Commander Charles R. Train, United States Naval Attaché at Rome, to Vice Admiral William S. Sims, Commander, United States Naval Forces Operating in European Waters
Admiral Sim’s Personal File
Telegraphic Address AMERICAN EMBASSY
I-652 ROME October 25th, 1918.
The abrupt withdrawal of the British ships from the Lower Adriatic caused the fur to fly down at the Ministry of Marine for several days. There is no question but that the Italians were terribly upset over the fact that they had not been consulted in any way. The relations were so bad that Larking and his Ambassador got together and smoothed things over, and finally, as I telegraphed to you, recommended the British Admiralty to accept the offer of the battleships ROMA and VITTORIO EMANUELE to take part in the operations. The Italians have a great deal on their side, for, as you know, the ten French destroyers were taken away a month or so ago. These destroyers were the original reinforcement offered the Italians and have been working for a long time down in the Lower Adriatic, then when the English took away their big force, there was nothing left except the light cruiser force in Brindisi and a few 700 ton destroyers and submarines. Just before this occurrence, when the English and French sent men-of-war to Smyrna or some other place along that coast, the Italians heard of it in advance and sent the old cruiser PIEMONTE over to have a look-see, whereupon the wires got hot again from France and England demanding to know why the PIEMONTE was sent without consulting them, and stating that they were entirely capable to carry out the investigation, but without saying what the investigation was. Now, Italy has objected to the departure of the British ships on the same grounds. Probably the desire for an armistice by Turkey has cleared the situation.
The Italian offensive started yesterday morning, the anniversary of the disaster at Caporetto. Weather conditions were very bad, with heavy rains in the valleys, and snow and sleet in the mountains where the offensive is planned. The Italians have a considerable inferiority in troops, but with the Piave in flood, it has been hoped that an offensive between Piave and the Brenta could be undertaken, while the River would look out for their right flank.

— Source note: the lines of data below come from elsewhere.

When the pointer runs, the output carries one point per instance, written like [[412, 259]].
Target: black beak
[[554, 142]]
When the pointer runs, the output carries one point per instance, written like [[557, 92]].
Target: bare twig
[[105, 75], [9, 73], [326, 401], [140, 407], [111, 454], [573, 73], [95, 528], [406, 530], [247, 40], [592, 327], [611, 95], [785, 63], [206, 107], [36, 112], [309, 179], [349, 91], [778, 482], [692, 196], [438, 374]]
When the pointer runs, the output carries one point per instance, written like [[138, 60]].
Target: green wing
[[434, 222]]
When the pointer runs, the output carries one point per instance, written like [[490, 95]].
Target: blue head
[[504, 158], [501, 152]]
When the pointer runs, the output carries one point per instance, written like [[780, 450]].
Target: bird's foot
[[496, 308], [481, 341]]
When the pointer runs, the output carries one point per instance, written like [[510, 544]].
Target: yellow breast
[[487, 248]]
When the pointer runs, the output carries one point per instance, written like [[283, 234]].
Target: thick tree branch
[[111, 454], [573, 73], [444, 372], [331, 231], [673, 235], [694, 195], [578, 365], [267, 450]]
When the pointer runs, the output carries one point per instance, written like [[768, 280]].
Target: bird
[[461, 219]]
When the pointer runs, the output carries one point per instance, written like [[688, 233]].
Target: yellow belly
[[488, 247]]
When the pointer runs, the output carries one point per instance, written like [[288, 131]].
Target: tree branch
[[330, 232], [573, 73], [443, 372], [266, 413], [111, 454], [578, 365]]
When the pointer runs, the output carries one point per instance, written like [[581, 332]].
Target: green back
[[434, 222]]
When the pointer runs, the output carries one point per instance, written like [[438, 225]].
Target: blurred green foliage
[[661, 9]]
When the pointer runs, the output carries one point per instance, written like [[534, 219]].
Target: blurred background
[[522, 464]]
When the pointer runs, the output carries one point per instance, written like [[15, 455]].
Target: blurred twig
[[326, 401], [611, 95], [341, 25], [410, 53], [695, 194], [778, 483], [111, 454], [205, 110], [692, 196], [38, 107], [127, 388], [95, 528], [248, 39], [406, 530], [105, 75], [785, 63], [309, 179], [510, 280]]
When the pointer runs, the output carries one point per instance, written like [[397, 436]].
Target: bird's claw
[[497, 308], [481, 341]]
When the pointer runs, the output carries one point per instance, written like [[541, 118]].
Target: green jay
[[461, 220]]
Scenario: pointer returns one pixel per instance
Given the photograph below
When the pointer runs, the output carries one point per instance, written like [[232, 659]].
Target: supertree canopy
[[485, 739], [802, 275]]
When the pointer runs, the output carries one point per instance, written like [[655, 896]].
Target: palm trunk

There have been so many criticisms of what the Italians have done that I want to quote a few figures which will show that they have done as much as anyone, although the Caporetto disaster was a catastrophe. The following figures are as of July 1st, 1918:
Number of male Italians alive at time of
Mobilization born between 1874 and
1900 inclusive . . . . . . . . . . . . . . . . . .6,410,000
Of this number called to arms . . . . . . . . . . 5,615,000
Number of dead, captured, or incapacitated
for service. . . . . . . . . . . . . . . . . . 1,350,000
Temporarily demobilized for employment. . . . . . 110,000
″ ″ ″ family reasons . . . 105,000
″ ″ ″ munition work . . . 390,000
″ ″ ″ Agriculture . . . 375,000
Total - - - - 980,000
From this, I think you will see that the Italian losses show that she has done a great deal more than she has been given credit. Her dead along amount to 380,000 I believe, although I am not quite certain whether it is 380,000 or 320,000. I am forwarding a full report on this as I consider it very interesting, and the figures are correct as they are submitted by the Ministry of War.
Admiral Revel is very much elated over your letter saying you would back up his plan for the mine barrage, telling me personally how pleased he was.
Giving me command of Aviation completes my efforts and unity in command of naval matters in Italy has been reached. I thank you for your trust, and hope all will go well.
Admiral Mayo and staff are expected about the 12th. The Ministry of War and Navy have offered everything under both Ministries to make his visit a success.